Heart Graffiti

When she was fifteen, a boy in her class kissed her. He had brown hair. They snuck around the bottom of the sports fields and kissed. The boy smelt like the cafeteria pie that he had eaten earlier, but she did not mind. It was naughty, and she liked it. The bell rang, and they ran back to class to tell all their friends about their secret.

In the later years, she would not only forget much of the detail of this moment, but she would embellish it for effect.


After his parents died, he moved in with his grandparents. They lived elsewhere, so he had to change schools and friends. He cried a lot in those days.

His grandparents were nice, but also doddery old people. Their pension had been damaged in the recession, so both of them had part-time jobs to make ends meet. The housekeeper came to tidy things up occasionally, but mostly there was no one around.

After school, he had to either hang around an empty school ground or walk for miles to get home. It was while walking home that he got to know someone who he should not have. What he thought was a friend touched him where he did not want to be touched. It made him uncomfortable and embarrassed all at the same time, but he did not know what to do.

No one found out, but people come and go, and life moves on. He kept rounding his memories of this part of his life down until they reached fractions of the original. He knew his abuse was not his own fault and, sometimes, in the quiet, long hours of the night, he wondered how it may have affected him. But, most of the time, he spent not thinking about it.

Thus, in later years, he would forget much of the detail of these moments, and let the noise of his life drown out the rest of them.


As she went through school, she called a couple of boys by the title ‘boyfriend’. But her first real one was in college. They met accidentally, dated haphazardly and then she intentionally lost her virginity to him.
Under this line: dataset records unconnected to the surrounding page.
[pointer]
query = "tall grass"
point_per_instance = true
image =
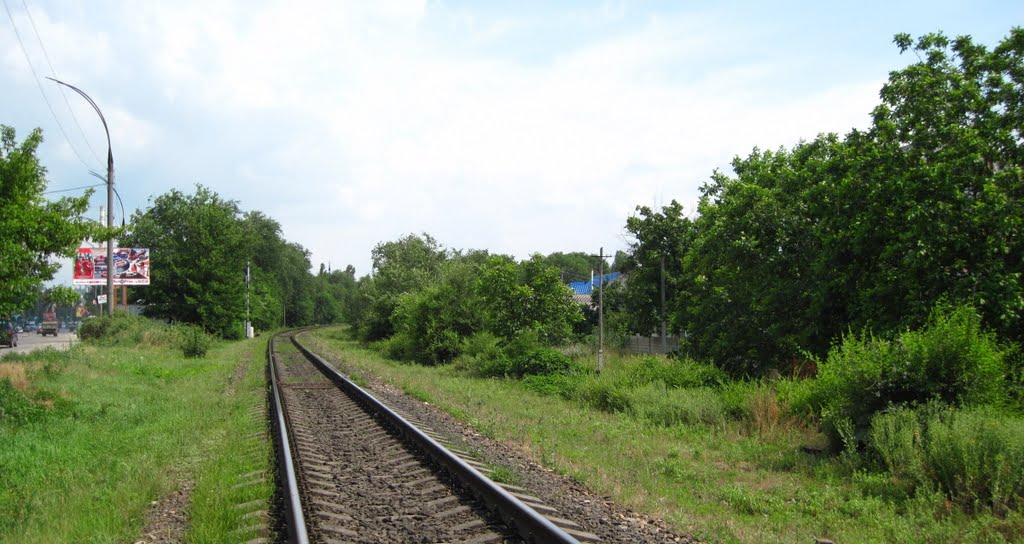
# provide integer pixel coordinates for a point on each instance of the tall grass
(100, 432)
(722, 461)
(973, 456)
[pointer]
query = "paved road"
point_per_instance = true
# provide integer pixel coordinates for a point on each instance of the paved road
(32, 341)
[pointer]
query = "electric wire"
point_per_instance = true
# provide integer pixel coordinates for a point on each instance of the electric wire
(40, 85)
(73, 189)
(53, 72)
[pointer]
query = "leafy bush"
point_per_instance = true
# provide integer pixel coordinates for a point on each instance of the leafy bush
(193, 340)
(485, 354)
(973, 456)
(950, 360)
(976, 457)
(482, 356)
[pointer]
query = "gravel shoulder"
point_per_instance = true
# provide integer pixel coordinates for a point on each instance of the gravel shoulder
(598, 514)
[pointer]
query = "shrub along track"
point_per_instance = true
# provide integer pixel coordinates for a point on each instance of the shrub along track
(363, 477)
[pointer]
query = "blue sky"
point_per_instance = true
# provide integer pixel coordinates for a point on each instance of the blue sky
(517, 127)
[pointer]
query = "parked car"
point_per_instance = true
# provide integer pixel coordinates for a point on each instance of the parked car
(8, 334)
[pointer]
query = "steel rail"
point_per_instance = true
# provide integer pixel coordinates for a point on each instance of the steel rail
(520, 517)
(295, 520)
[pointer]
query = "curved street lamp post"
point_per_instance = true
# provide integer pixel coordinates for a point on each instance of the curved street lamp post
(110, 196)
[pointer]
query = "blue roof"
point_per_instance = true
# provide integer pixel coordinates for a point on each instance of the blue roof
(587, 287)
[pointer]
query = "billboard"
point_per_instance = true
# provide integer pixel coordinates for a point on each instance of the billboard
(131, 266)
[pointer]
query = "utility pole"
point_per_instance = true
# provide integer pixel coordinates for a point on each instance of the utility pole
(665, 340)
(249, 328)
(110, 197)
(600, 315)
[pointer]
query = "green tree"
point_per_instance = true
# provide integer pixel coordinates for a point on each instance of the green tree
(199, 248)
(401, 266)
(33, 231)
(939, 182)
(750, 269)
(432, 322)
(659, 237)
(526, 297)
(573, 266)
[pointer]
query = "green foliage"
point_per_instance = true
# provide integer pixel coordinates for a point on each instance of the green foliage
(660, 239)
(434, 321)
(527, 297)
(401, 266)
(33, 228)
(866, 232)
(973, 456)
(604, 394)
(202, 247)
(951, 360)
(15, 407)
(677, 373)
(194, 341)
(133, 331)
(666, 406)
(484, 354)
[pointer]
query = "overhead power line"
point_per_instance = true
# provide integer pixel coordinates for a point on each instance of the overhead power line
(39, 84)
(53, 73)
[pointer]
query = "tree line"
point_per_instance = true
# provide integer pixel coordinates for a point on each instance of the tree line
(796, 247)
(870, 232)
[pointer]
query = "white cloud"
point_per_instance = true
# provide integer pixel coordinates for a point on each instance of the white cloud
(355, 122)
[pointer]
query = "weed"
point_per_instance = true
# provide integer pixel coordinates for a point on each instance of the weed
(504, 474)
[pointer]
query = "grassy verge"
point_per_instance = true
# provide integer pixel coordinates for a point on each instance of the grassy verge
(722, 478)
(92, 436)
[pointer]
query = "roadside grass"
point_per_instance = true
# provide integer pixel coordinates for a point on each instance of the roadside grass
(105, 431)
(733, 472)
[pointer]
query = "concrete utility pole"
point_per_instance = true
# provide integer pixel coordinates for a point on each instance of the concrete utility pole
(600, 315)
(665, 340)
(110, 197)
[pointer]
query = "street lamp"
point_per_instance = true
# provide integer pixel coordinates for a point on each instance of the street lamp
(110, 197)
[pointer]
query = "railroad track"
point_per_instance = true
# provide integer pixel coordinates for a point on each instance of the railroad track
(355, 470)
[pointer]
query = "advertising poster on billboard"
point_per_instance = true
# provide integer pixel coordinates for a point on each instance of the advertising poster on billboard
(131, 266)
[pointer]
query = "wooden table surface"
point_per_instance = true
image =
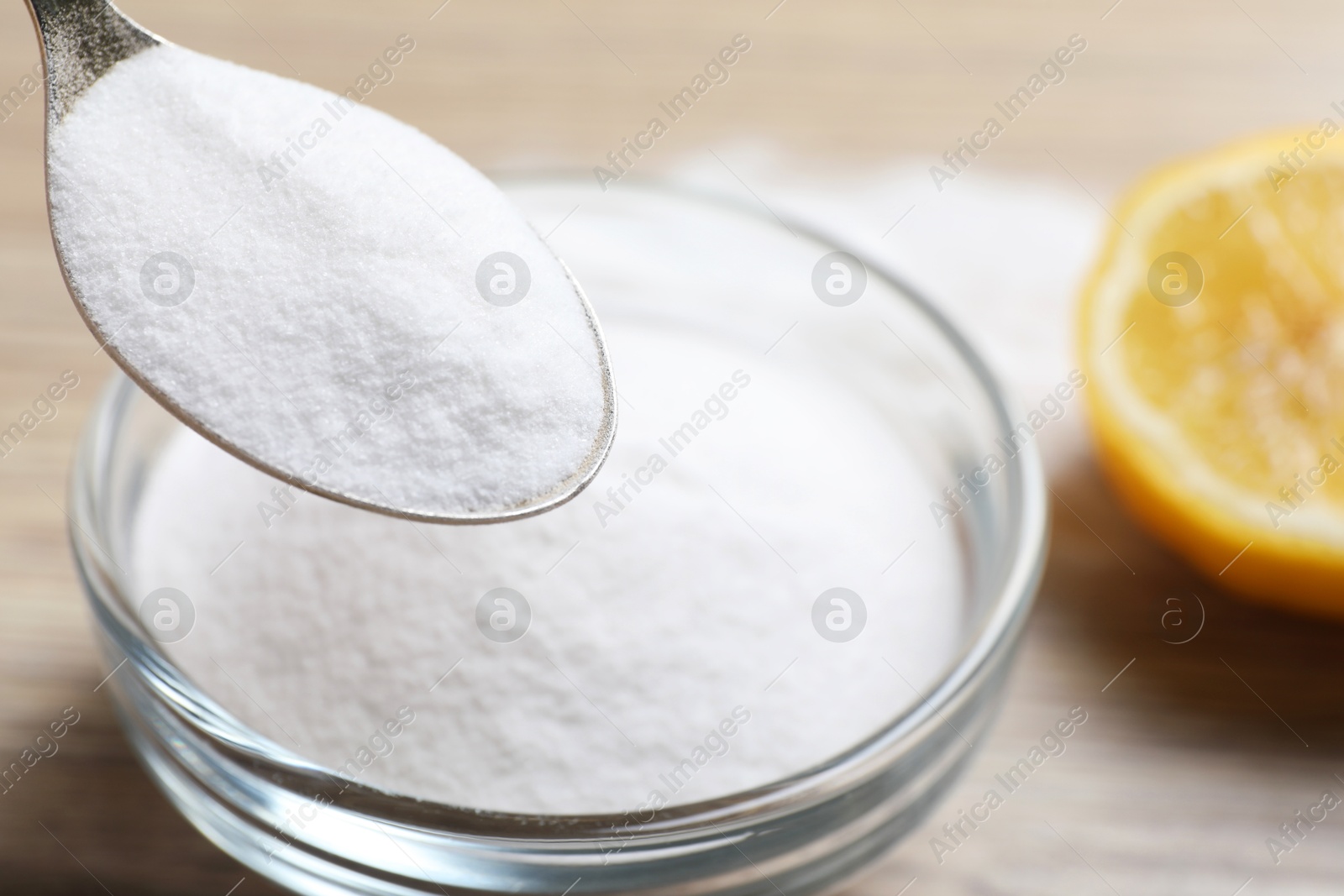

He had dark hair, a quick laugh and an accute way of thinking about things. She did not quite know why she was attracted to him, but she felt comfortable around him.

Young love is difficult. Changes happen so fast at that age and, within two years, they had drifted apart as the fighting grew worse. He was getting into different things than her and she was becoming more interested in her career in finance and her friends and clubs.

Years later, she would rarely speak about the first boy she slept with and, even then, it would only be in noting it as a fact with little elaboration. There would be no embellishing of this part of the story. The details were only for her and she held them dear inside her heart.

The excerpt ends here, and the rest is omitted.